Back then, if you pulled Utah State’s head coach aside and told him this group of Aggies was about to start 11-1, he would have laughed you out of the gym.
This team?
The one that didn’t have any returning production and didn’t have a set roster until June?
“I would have sent you to the psych ward,” Sprinkle said.
Yet, as the calendar creeps to January, that is where the Aggies are. At first, it was blowout wins against schools outside the top 200. South Dakota Mines, Saint Louis, San Diego. Then it was close wins against the middle of the pack. Akron, UC Irvine, Santa Clara. And now, after a 54-53 win over San Francisco, it begs the question: Is this Sprinkle team ready to keep surprising us?
Saturday wasn’t a resounding yes. It couldn’t be when USU shot 9.5% from three and struggled to get to 50 points.
But the fact that USU took down another top-70 KenPom team, its first top-50 NET team, it at least makes you wonder. Can Sprinkle make this group competitive in the Mountain West?
“Defensively, that was probably the best team we played,” Sprinkle said. “... They are top 20 in all defensive measures for a reason. They have length. They have quickness. ... But talk about a toughness win. A grimy, gritty win. That is how we have to do it.”
For USU to be in this position at all is shocking. When Sprinkle got the job last April, he saw a mass exodus through the transfer portal. Utah State lost every point of its production from 2023. Only Northwestern and New Mexico State could say the same.
It wasn’t just the scoring either. Utah State returned less than 1% of its assists and rebounds. In terms of minutes continuity, it ranked 349th in the country (0.01%).
It was a rebuild down to the studs. And Sprinkle was still juggling getting players to sign as late as June 21 (when starter Ian Martinez joined the fold).
Because of that, Sprinkle didn’t necessarily see how this would work in those summer months. His team wasn’t as tough as he wanted them to be. He knew there were deficiencies and he needed his group to make up for it in some way.
“We are way tougher [today] than we were in the summer,” Sprinkle said. “I firmly believe, I know, you can coach toughness. Even guys who may not be that tough, you can make them tough. I knew that is what this group had to do to have a chance to be successful.”
And when they play now, it still looks like a team that hasn’t played together much.
Take Saturday for an example. Utah State had a nearly eight-minute stretch in the second half during which it did not score from the field. There were five stretches during which USU went over two and a half minutes without a bucket front the floor. Essentially, the Aggies spent almost 17 of the 40 minutes being completely lifeless on offense.
USU was missing open shots. It went 2-of-21 from three. But other times the lack of production was a byproduct of a new team: A lack of movement, a lack of spacing that comes along with learning a new system and new teammates.
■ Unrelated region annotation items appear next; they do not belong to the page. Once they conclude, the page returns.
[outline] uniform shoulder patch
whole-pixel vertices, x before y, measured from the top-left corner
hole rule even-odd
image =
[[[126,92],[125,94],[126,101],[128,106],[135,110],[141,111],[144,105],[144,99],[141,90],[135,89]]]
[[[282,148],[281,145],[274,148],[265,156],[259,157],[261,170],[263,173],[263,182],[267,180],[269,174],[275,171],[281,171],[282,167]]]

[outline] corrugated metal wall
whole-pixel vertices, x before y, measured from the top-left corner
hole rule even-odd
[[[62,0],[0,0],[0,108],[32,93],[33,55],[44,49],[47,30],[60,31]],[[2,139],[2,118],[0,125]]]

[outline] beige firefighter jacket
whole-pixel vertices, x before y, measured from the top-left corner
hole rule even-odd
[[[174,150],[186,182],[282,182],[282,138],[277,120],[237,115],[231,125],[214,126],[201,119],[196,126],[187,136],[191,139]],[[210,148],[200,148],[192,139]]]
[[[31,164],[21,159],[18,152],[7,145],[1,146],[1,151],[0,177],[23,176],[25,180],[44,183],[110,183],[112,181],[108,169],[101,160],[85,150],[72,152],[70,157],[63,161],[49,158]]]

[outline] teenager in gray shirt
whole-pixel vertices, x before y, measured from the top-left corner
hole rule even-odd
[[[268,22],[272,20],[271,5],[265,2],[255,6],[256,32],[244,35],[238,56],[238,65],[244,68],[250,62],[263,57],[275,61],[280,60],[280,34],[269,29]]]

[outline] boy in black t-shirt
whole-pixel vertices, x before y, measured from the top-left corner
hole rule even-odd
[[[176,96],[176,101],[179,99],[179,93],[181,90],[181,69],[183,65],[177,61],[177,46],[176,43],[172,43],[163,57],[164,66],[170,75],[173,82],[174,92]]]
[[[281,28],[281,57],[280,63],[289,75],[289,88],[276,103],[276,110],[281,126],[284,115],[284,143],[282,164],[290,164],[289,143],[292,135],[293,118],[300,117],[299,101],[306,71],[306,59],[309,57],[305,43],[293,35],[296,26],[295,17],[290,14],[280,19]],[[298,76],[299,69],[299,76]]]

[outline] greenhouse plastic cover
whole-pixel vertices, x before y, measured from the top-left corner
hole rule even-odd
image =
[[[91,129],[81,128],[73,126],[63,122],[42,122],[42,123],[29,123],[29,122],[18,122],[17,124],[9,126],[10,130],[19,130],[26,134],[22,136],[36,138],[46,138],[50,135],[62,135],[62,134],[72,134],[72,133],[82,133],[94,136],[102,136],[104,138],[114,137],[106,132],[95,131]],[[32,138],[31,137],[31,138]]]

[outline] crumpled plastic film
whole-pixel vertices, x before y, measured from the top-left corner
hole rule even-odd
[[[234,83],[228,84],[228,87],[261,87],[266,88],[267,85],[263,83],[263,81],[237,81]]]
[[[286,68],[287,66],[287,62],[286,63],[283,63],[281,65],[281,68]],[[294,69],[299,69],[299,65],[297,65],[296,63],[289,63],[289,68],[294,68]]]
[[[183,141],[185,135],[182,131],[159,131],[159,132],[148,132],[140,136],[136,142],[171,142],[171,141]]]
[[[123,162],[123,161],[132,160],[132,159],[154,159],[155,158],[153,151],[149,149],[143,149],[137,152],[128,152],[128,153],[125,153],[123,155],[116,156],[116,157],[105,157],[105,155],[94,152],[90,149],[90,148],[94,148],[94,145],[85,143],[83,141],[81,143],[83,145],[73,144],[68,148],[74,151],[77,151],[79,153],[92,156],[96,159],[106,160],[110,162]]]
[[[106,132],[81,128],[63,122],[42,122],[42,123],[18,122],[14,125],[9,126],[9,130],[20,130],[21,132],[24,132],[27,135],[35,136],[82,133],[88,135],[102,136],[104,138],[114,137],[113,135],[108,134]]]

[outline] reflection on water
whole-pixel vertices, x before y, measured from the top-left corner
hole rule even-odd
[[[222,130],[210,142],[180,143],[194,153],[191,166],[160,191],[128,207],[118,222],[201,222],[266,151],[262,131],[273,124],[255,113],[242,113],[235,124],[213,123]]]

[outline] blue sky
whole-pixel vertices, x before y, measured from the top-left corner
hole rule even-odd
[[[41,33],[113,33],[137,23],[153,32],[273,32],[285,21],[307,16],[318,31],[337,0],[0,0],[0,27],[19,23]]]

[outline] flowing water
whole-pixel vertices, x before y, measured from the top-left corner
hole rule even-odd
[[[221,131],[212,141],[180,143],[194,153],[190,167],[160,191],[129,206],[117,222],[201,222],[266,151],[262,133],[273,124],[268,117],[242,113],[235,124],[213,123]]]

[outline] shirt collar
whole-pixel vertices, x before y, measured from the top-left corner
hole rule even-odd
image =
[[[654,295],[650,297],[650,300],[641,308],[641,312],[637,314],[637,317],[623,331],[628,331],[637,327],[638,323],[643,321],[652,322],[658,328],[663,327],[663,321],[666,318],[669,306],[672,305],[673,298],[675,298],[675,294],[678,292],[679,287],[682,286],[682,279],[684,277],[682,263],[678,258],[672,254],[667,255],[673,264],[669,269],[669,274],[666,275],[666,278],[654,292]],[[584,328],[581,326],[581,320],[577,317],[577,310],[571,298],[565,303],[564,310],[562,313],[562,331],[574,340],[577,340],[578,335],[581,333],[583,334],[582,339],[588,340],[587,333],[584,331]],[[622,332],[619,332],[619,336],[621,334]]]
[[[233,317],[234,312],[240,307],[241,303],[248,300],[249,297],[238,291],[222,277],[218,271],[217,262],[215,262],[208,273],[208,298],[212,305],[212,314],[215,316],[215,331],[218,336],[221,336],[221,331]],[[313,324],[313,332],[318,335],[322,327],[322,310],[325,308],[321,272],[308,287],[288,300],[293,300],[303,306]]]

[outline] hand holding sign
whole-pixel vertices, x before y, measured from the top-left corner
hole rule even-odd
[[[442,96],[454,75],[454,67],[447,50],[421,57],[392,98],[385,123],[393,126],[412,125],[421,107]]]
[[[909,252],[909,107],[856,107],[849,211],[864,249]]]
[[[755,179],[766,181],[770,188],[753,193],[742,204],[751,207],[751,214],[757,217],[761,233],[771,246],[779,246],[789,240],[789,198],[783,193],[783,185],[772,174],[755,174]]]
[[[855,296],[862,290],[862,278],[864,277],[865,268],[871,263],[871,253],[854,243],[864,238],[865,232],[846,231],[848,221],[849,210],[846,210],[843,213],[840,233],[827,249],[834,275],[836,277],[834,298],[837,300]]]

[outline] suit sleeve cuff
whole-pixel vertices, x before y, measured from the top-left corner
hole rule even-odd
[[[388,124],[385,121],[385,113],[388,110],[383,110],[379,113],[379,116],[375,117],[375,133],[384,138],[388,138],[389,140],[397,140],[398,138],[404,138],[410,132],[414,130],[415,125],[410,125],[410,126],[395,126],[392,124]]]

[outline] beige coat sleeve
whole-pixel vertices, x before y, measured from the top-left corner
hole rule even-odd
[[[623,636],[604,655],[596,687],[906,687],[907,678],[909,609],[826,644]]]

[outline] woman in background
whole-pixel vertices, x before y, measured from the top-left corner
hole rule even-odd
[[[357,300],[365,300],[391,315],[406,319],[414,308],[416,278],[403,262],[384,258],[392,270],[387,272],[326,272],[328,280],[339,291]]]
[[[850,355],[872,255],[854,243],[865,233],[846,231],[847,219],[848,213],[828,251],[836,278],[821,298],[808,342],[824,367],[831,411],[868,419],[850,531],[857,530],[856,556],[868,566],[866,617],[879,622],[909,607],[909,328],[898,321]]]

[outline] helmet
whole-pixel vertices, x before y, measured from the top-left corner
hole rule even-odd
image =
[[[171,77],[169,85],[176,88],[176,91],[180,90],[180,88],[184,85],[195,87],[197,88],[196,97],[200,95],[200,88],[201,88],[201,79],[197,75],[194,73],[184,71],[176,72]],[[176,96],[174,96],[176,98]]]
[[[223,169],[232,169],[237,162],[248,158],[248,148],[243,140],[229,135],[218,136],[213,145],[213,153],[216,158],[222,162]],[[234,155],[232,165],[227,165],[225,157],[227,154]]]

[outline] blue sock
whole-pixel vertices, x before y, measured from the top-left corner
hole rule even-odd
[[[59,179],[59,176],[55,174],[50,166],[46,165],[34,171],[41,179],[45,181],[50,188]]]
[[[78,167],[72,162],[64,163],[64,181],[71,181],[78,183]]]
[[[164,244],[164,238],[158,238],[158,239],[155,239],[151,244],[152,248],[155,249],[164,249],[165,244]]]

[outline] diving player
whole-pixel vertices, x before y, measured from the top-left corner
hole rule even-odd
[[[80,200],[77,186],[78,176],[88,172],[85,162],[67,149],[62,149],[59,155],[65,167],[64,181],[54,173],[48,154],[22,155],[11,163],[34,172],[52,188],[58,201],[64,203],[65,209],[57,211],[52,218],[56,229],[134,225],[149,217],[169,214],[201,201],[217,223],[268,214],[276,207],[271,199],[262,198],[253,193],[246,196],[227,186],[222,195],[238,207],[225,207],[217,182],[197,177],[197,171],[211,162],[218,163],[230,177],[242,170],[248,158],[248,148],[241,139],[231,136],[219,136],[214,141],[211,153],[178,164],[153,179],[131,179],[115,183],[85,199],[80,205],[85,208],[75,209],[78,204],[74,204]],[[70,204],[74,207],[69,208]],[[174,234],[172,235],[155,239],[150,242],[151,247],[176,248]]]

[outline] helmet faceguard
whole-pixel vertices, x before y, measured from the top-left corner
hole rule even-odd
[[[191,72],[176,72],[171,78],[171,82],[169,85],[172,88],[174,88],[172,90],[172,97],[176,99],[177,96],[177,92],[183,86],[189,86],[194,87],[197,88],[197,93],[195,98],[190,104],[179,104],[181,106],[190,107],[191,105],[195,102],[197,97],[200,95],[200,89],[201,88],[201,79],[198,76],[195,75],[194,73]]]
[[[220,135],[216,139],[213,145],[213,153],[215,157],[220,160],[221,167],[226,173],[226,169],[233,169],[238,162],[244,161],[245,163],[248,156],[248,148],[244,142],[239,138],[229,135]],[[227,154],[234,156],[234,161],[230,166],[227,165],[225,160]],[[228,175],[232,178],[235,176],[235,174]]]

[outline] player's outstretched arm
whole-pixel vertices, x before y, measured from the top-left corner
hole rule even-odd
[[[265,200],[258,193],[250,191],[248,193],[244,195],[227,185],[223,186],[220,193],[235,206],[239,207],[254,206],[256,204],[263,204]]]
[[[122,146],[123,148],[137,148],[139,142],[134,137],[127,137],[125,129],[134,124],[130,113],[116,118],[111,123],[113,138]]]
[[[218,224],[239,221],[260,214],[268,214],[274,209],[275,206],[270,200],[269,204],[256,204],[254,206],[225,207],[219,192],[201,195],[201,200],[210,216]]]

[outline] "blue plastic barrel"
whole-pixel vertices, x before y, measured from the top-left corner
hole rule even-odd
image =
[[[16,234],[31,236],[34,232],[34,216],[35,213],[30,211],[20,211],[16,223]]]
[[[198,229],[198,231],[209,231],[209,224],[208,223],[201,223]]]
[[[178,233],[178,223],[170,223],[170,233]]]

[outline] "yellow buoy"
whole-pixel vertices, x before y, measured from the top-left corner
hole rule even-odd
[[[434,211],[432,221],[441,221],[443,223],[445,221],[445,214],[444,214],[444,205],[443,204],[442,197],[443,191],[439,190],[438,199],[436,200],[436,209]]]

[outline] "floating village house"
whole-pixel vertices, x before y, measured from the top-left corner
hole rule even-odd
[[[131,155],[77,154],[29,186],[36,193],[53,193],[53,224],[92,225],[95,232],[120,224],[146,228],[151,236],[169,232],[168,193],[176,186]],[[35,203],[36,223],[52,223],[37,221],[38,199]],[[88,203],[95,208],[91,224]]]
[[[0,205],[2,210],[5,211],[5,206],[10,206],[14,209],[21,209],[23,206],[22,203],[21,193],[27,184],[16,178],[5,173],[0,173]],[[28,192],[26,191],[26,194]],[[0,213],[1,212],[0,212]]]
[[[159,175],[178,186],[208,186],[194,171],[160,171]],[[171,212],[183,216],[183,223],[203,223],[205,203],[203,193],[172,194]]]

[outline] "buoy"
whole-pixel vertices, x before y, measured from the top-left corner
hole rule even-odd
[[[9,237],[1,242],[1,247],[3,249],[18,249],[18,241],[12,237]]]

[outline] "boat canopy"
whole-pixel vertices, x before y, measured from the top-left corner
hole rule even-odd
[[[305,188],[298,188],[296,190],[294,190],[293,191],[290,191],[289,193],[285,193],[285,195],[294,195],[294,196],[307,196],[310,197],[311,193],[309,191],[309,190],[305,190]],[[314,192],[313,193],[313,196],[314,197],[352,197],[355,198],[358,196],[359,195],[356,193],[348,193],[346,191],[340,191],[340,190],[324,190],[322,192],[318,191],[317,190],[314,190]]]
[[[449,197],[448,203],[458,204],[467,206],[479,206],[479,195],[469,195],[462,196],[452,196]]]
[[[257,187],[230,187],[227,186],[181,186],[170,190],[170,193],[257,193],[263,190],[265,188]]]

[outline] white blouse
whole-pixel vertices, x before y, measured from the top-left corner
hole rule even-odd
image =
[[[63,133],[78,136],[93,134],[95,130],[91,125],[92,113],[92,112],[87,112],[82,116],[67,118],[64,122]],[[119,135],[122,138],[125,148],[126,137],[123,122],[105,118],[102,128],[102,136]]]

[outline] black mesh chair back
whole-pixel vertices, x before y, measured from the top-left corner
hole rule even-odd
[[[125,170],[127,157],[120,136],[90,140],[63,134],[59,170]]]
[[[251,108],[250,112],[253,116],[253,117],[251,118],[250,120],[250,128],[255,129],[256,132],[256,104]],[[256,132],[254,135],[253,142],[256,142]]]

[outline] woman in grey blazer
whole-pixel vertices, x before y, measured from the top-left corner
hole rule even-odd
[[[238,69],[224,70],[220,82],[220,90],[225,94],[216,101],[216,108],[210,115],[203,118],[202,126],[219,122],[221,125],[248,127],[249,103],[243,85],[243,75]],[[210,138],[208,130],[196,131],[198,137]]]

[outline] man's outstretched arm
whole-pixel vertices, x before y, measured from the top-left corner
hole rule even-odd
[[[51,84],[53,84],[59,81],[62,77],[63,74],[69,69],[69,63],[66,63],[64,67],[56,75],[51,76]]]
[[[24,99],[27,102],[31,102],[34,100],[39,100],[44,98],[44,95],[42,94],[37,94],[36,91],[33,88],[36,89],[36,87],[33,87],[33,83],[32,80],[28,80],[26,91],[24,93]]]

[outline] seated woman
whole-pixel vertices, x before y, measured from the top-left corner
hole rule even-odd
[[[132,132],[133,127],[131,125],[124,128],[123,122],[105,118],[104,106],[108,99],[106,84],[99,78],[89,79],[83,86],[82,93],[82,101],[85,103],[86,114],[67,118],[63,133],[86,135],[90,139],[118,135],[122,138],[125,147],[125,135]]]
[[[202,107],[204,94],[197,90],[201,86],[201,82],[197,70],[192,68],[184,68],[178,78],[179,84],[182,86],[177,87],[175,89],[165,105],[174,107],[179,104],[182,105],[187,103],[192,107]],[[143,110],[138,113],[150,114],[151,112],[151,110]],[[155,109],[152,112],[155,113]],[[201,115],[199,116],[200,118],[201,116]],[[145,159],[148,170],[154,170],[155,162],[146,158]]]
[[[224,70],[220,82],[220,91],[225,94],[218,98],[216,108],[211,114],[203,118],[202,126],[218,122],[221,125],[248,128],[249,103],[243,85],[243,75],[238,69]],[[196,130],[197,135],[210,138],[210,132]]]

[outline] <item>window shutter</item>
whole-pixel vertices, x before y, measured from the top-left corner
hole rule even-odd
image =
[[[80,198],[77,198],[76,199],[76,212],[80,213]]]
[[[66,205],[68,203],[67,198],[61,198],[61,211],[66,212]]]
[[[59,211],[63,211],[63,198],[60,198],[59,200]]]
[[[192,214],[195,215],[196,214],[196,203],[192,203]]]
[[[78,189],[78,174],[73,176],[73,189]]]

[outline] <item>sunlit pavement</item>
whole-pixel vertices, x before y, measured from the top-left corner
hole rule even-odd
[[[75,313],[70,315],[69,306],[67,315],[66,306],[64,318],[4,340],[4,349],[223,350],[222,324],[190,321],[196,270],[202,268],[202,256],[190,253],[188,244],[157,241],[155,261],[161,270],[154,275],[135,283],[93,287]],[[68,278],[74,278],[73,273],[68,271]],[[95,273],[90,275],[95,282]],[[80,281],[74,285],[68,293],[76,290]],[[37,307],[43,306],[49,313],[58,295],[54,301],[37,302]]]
“Sometimes we stand around,” Sprinkle said, admitting he needs to clean that up.
But even with that being said, Utah State found a way — which might embody this start to the season.
It went on a 10-0 spurt at one point, getting eight of those points from the line. And when the game was in the balance, it flipped a layup in by Kalifa Sakho to go up 54-53. Even he was unsure how it went in.
“Man, I don’t know,” he said.
Like this start, it doesn’t seem that anybody is sure how it is happening.
There will be bigger tests in the future as conference play starts in January. Sprinkle knows what is coming. But for now, he is off to the best start by any first-year coach in USU history.
With the team he was watching in the summer, he is more shocked than anyone.